Betrayal. Sort of. Yes. A piercing minty odor, alcohol and oil and tart, came off Xavier as his metabolism labored away, his sportsman’s cologne excited by the heat of conflict, shedding itself with green and yellow implications into the air. Probably he wasn’t really drenched in perfume. I was just oversensitive to my wife’s lover’s manly aroma.

Since I seemed unwilling to speak, cat got my tongue, Xavier had to do all the work around here, put the ball in play. “So I thought I should explain. It’s not like you think. I didn’t want to cause you difficulties. It’s hard for me, too, Dan. I mean, it’s not as if I had a choice about, about, about…” His voice deepened. “About Priscilla.”

Politeness at least obliged me to say something, and so I strangled out a few echoes: “About Priscilla you didn’t have a choice.”

A shower of smiles tumbled off Xavier in my direction; a vinaigrette wafting in the stirred-up, riled-up air. It was a multimedia avalanche of gratitude and anxiety.
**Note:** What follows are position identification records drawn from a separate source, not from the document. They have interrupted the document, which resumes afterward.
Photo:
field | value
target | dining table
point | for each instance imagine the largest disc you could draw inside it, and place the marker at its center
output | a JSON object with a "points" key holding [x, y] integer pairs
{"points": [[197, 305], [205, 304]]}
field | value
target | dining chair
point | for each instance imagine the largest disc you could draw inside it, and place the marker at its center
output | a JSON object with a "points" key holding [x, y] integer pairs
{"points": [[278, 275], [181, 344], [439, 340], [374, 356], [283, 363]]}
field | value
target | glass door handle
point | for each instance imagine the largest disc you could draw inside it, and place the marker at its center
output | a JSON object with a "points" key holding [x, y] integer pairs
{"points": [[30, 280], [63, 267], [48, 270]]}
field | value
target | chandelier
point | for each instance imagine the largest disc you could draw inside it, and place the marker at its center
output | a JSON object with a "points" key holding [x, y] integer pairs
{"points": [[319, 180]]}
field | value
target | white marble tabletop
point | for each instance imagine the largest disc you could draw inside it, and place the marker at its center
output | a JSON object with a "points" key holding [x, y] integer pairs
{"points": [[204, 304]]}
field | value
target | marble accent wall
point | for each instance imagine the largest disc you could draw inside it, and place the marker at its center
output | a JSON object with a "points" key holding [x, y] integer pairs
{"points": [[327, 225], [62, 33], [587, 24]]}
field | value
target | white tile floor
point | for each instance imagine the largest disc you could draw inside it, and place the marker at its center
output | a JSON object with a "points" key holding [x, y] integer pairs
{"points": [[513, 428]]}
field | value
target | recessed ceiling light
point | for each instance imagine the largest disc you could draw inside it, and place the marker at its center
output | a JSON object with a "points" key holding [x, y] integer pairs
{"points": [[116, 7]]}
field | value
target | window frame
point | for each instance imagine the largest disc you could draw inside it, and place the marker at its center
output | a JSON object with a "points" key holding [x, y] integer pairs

He was so appreciative because I favored him with a comment. “Since you and I were friends,” he said, prompting me to go on.

I was unwilling to grant him that. With the aid of all the therapy he had enjoyed, Xavier understood my wince and frown at the word “friends.” He had insight, he paid attention, he practiced the art and craft of sharing. Therefore, he amended the word “friends.” “Buddies,” he said, “acquaintances for a long time,” and peered hopefully up into my face. Would that be satisfactory? But trying to peer upward toward a being who was lower than he was gave this tall man an odd posture. Humble piety did not become him.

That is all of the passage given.